High decile schools such as Auckland Grammar are pocketing the majority of funding, while decile 1 and 2 schools are getting just six per cent, even though they make up 14 per cent of the schools in the scheme.
NZEI’s data analysis of the first 11 communities of schools (CoS) approved by Education Minister Hekia Parata late last year, shows that the allocation of resources will overwhelmingly favour the groups of large, high-decile schools.
The Auckland Central and Mid Bays (North Shore) communities consist almost entirely of decile 8-10 schools and between them will have 46 per cent of the in-school lead teachers and 44 per cent of the teacher inquiry time in the current allocation.
Those two communities will also have 21 of the 43 expert teachers who are tasked with spreading their expertise across the schools in their CoS. In comparison, Napier’s CoS of seven decile 1 and 2 schools will have just two expert teachers.
NZEI Te Riu Roa president Louise Green said primary teachers and principals overwhelming voted “no confidence” in IES last year because the $359 million for the scheme was not going to directly benefit children. Most of the money will go towards pay bonuses for lead principals and teachers.

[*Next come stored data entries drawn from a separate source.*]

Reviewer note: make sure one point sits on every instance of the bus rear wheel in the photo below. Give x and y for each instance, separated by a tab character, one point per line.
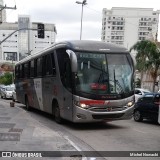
57	115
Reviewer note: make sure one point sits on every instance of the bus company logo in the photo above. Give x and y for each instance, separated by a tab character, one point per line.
6	154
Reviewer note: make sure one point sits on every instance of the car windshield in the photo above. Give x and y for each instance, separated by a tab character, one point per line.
100	73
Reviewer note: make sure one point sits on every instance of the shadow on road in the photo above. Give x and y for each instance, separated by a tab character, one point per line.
78	126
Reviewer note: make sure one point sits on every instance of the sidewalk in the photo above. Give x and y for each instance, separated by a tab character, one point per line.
20	132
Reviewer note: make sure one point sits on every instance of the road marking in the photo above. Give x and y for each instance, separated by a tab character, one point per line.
75	146
139	131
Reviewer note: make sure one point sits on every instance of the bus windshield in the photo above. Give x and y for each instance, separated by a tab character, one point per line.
100	73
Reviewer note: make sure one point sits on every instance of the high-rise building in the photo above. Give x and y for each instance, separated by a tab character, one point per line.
2	12
24	42
126	26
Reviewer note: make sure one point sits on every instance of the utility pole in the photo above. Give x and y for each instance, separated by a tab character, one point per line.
5	7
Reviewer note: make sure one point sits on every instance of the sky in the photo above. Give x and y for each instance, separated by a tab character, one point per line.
66	15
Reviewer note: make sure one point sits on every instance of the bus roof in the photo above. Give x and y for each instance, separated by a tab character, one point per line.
81	45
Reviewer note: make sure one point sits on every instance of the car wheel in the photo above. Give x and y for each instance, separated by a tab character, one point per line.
57	115
137	116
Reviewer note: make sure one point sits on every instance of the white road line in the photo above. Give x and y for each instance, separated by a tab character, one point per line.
139	131
77	148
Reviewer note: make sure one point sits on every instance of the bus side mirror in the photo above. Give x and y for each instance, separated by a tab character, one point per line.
73	59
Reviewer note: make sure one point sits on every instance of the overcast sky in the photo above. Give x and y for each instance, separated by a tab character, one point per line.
66	14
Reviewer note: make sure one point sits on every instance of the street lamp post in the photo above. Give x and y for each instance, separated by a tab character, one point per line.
82	3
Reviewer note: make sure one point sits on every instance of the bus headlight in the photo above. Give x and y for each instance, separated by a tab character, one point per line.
82	105
129	104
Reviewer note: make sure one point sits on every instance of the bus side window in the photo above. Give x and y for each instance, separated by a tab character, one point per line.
53	64
39	67
27	70
32	68
35	68
17	72
47	65
22	71
64	67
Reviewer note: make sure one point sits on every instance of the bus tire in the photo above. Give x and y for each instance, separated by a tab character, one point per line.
57	115
27	104
138	116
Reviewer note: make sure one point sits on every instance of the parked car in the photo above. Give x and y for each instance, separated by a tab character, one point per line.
7	92
147	107
139	92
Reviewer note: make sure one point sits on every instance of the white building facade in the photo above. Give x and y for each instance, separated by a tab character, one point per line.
126	26
2	12
24	42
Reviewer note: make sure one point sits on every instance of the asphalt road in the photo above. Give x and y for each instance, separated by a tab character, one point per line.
124	135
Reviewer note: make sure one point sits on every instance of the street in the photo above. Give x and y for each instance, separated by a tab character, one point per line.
125	135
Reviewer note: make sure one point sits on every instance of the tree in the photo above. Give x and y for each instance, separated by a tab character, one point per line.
6	79
148	58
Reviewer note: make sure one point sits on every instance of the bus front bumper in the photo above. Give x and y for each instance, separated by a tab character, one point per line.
86	115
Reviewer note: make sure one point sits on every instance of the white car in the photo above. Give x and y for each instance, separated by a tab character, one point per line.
139	92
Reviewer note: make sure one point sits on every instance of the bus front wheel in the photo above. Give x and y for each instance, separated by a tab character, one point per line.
57	115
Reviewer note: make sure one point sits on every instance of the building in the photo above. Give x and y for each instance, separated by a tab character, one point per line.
126	26
24	42
2	12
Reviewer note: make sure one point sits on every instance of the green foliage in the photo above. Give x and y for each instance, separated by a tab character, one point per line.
138	83
148	57
6	79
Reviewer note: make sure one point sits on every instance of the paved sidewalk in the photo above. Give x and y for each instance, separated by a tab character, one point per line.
20	132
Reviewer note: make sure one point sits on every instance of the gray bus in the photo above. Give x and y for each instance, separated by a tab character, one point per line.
79	81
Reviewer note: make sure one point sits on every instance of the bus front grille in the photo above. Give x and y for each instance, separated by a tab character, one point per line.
106	109
109	116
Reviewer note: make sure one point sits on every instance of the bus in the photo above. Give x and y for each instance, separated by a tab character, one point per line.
79	81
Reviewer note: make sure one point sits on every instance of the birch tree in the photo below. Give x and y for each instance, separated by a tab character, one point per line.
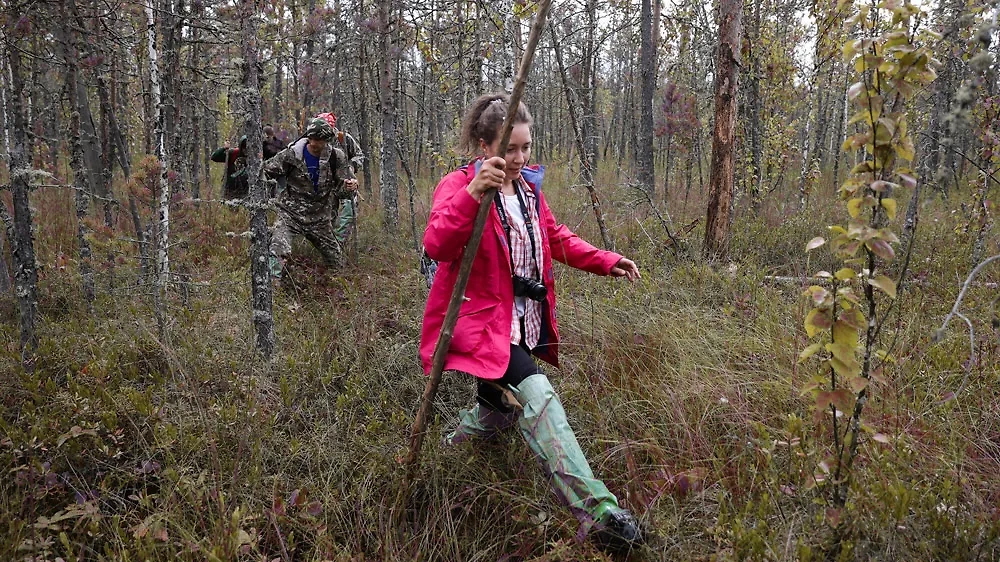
388	181
19	226
160	148
81	183
260	236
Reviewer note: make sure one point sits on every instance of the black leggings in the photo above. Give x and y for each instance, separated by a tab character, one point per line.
521	366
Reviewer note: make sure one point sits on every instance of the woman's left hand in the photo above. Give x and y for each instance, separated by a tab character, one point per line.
625	268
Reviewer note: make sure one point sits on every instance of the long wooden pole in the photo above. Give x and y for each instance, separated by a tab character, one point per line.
468	256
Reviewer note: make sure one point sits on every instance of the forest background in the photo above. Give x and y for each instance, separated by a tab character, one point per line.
159	402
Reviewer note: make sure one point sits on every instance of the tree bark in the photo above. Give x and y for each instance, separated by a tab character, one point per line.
260	235
81	176
25	271
586	171
722	174
388	181
163	212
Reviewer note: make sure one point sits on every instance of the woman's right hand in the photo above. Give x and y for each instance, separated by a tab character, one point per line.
491	175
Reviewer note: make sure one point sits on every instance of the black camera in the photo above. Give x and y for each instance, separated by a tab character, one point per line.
530	288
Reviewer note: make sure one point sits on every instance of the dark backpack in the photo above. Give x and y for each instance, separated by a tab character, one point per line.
237	185
428	267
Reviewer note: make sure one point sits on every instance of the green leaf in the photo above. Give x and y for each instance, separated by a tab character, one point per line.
853	317
845	369
845	333
815	243
817	294
809	351
854	207
862	168
908	180
884	284
845	274
881	186
844	353
857	384
905	149
889	205
881	248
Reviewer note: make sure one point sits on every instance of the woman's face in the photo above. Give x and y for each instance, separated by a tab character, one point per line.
518	150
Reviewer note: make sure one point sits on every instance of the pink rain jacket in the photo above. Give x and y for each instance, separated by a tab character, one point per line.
481	342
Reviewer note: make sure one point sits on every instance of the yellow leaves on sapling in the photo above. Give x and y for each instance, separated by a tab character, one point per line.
818	319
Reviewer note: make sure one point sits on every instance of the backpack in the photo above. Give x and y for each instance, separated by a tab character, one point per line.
428	267
237	184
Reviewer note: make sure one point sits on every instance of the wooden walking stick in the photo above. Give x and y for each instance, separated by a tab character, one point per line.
458	293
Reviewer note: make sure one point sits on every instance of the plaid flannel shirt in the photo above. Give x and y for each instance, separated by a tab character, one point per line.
520	251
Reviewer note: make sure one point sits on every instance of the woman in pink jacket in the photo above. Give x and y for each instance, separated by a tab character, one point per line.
509	312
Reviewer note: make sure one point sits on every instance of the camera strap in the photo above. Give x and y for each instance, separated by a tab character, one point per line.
504	221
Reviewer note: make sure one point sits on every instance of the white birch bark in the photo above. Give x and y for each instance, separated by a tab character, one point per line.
163	214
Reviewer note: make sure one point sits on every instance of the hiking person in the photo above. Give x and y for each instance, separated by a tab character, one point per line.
235	185
272	144
508	313
344	210
315	173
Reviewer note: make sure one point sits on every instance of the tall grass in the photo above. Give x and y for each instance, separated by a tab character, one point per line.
683	389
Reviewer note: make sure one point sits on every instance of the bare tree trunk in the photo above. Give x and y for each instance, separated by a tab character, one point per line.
588	123
163	216
388	182
647	54
412	190
804	172
25	272
365	117
585	167
756	126
197	118
723	138
260	236
839	140
81	177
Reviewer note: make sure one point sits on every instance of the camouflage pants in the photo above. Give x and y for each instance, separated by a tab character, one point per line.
318	232
344	221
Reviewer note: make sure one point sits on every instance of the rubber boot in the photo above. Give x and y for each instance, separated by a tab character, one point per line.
480	422
544	426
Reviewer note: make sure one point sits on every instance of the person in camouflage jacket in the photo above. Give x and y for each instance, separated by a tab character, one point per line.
316	175
343	211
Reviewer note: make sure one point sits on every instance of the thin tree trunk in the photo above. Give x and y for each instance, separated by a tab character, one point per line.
804	172
197	118
81	177
585	167
365	114
388	182
723	139
25	272
260	235
163	215
412	190
839	140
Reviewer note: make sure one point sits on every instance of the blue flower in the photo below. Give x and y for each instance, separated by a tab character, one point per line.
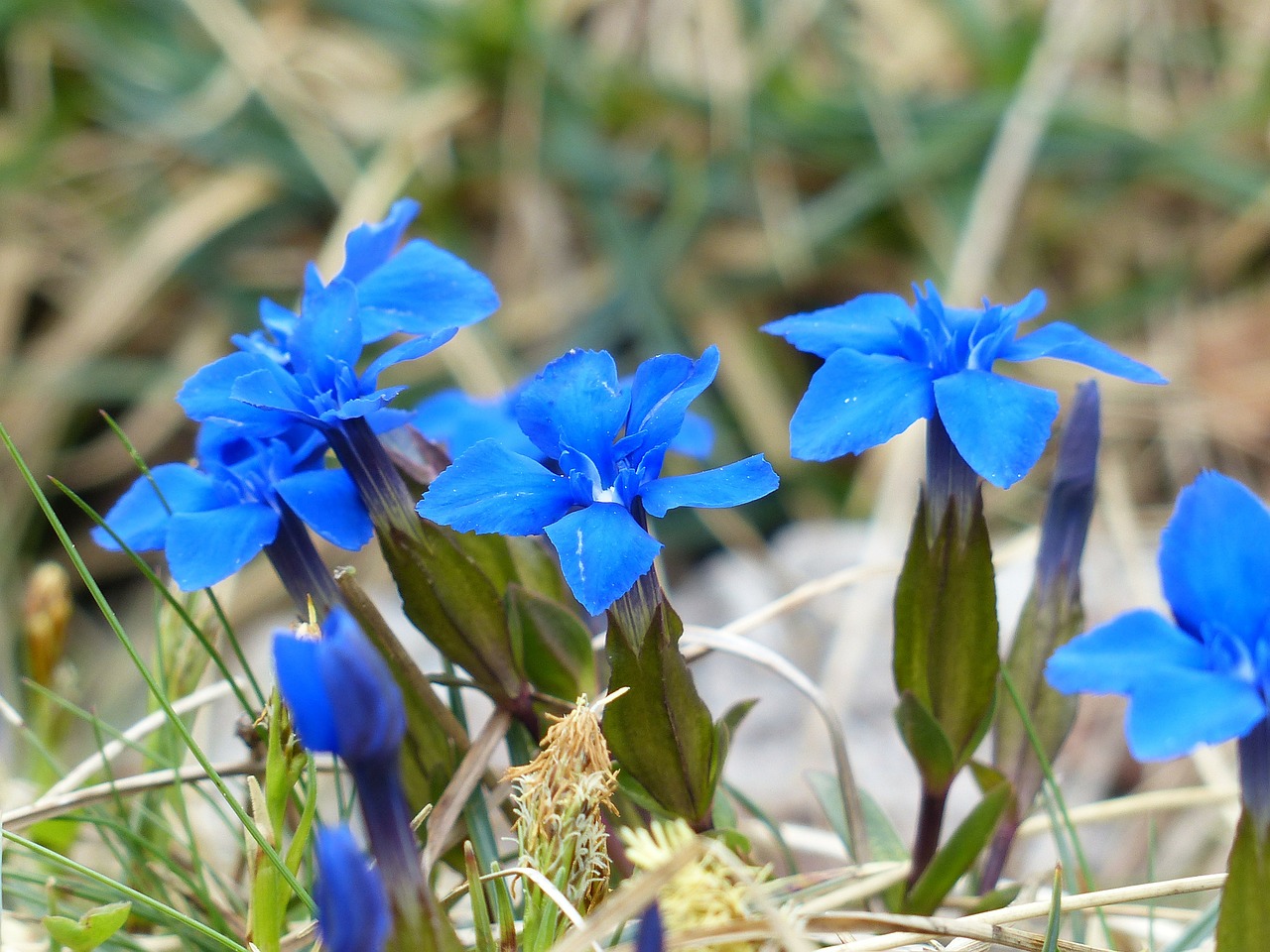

“IES was supposedly about raising educational achievement across the board, but this data shows even more clearly that the kids who really need help are not going to get it.
“Lower decile schools are even less interested in IES than other schools because it doesn’t meet their students’ needs, so they aren’t bothering to sign up.
“Children need smaller classes for more one-on-one attention, more teacher aides for special needs, 100 per cent qualified early childhood teachers and better resourcing of bi-lingual education for Maori and Pasifika,” Ms Green said.
“Highly paid ‘expert’ teachers moving between schools overseen by a highly paid lead principal are not going to deliver the results the Minister wants, because IES is not what the vast majority of schools and students want or need.”